Even the Kremlin admits the vases were planted. But that can’t erase the memory of Putin  emerging from the Black Sea, taut-muscled and dripping (one in five Russian women say they want to marry him). He is one in a long line of tyrants who have enjoyed demonstrating their mastery over water. Emulating the heroic mythical swimming feats of Odysseus, Theseus and Turnus,  Julius Caesar claimed to have swum the Nile delta,  Mao Zedong the Yangtze in 1966, and Saddam Hussein the Tigris more recently.

Saddam (or body-double) in Tigris
But my point this week is this: for every megalomaniac who has made it to the top in world history, many more have failed. Putin shares his natal day with the nastiest Roman  Emperor-who-never-was, the adoptive descendant of Julius Caesar, i.e. Drusus Julius Caesar (born 7th October, 13 BC). Putin even looks like him. The biological son of the Emperor Tiberius, Drusus was a notable bully.

Drusus Julius Caesar
He won admiration for bloodily putting down a rebellion in Hungary (according to Cassius Dio he ‘persuaded’ some rebels to hand over their comrades in a crude demonstration of divisa et impera). He was exceptionally violent (the sharpest swords were called ‘Drusian’ after him), insolent, ‘lewd’ and ‘licentious’: even his decadent father had to rebuke him for his outrageous conduct. 

For kicks, Drusus organised lethal gladiatorial combats in which he forced members of the equestrian class to participate. He made a morbid hobby of coffin-bearing at funerals, beat so many people up that he was nicknamed Castor after the god of boxing, and was regularly so drunk that (like the loutish Etonians I was at university with) he set off fire alarms. He makes Nero look sane and humane.
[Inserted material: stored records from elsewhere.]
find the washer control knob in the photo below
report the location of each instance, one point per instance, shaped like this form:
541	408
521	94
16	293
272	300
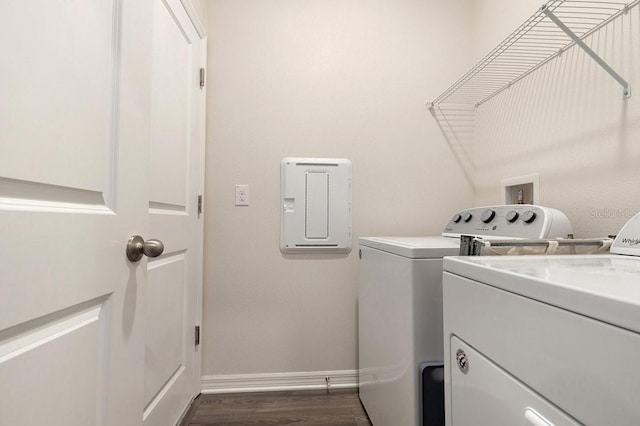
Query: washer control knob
528	216
512	216
487	215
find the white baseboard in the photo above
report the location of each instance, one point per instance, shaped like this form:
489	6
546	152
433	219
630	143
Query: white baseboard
234	383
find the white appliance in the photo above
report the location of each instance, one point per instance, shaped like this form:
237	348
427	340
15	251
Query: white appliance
400	306
544	340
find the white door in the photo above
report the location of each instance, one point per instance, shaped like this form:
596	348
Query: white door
75	127
172	368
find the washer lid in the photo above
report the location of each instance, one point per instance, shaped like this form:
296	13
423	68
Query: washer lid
604	287
414	247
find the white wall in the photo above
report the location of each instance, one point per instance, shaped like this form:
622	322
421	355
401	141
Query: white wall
567	122
318	78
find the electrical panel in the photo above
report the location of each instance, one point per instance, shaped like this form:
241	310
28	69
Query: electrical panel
316	205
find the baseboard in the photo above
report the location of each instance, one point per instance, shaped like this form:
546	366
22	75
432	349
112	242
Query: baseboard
234	383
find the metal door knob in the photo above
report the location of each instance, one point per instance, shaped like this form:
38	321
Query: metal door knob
136	247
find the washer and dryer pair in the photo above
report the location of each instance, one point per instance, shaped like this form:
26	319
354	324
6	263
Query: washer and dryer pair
401	351
544	340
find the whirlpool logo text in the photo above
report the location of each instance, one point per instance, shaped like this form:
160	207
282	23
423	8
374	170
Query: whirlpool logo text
631	241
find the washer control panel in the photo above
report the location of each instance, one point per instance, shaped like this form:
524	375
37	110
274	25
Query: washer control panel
509	221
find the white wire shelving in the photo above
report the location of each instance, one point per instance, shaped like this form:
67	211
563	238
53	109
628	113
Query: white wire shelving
555	27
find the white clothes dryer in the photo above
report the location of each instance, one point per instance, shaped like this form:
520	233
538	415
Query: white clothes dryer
544	340
400	309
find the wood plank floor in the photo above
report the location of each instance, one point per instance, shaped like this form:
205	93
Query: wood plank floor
340	407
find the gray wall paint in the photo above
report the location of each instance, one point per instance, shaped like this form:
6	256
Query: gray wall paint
319	78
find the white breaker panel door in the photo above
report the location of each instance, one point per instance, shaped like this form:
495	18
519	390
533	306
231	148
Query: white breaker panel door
316	205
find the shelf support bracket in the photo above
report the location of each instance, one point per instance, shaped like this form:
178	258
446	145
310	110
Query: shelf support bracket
626	88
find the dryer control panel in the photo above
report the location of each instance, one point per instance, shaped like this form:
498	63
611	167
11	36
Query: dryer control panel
509	221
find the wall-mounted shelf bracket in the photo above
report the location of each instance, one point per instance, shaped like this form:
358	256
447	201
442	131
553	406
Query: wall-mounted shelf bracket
551	30
626	88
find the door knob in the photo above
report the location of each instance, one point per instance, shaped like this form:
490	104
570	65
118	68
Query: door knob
136	247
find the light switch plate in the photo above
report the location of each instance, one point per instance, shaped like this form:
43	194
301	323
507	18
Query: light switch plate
242	195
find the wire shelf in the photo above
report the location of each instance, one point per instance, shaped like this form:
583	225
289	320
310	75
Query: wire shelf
556	26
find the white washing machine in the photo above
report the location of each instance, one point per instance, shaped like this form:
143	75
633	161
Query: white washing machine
400	309
544	340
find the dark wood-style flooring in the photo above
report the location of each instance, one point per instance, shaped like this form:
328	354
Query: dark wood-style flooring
340	407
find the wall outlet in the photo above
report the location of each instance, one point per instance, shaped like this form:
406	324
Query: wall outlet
242	195
521	190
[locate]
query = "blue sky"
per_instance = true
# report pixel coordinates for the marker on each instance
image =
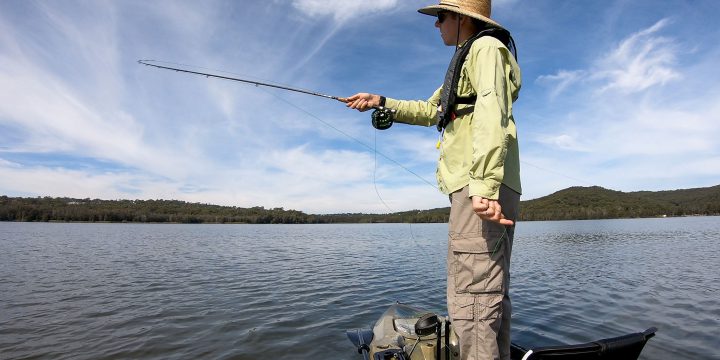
(623, 94)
This ancient tough guy was unsurprisingly known to be unkind to creative artists who annoyed him. If the members of ‘Pussy Riot’ are thinking of composing a punk-feminist version of  Marilyn Monroe’s legendary ‘Happy Birthday Mr President’ (which they would be good at and the  world certainly needs), they should remember the fate of the hapless poet Gaius Lutorius Priscus.  Having made excellent money out of a previous royal obituary, he began writing his panegyric for Drusus when the heir apparent was ill but still hadn’t actually died. Lutorius would have been grateful, I imagine, for a trial (however ‘kangaroo’ the court) and two years’ hard labour: instead he was summarily executed.

Putin should  remember, as he requires his subjects to celebrate his birthday, that  Drusus (poisoned at the age of 36 by his wife) has not been much praised by posterity.

1 comment:

  1. The poet Lord Byron was an incredible swimmer (even with his club foot).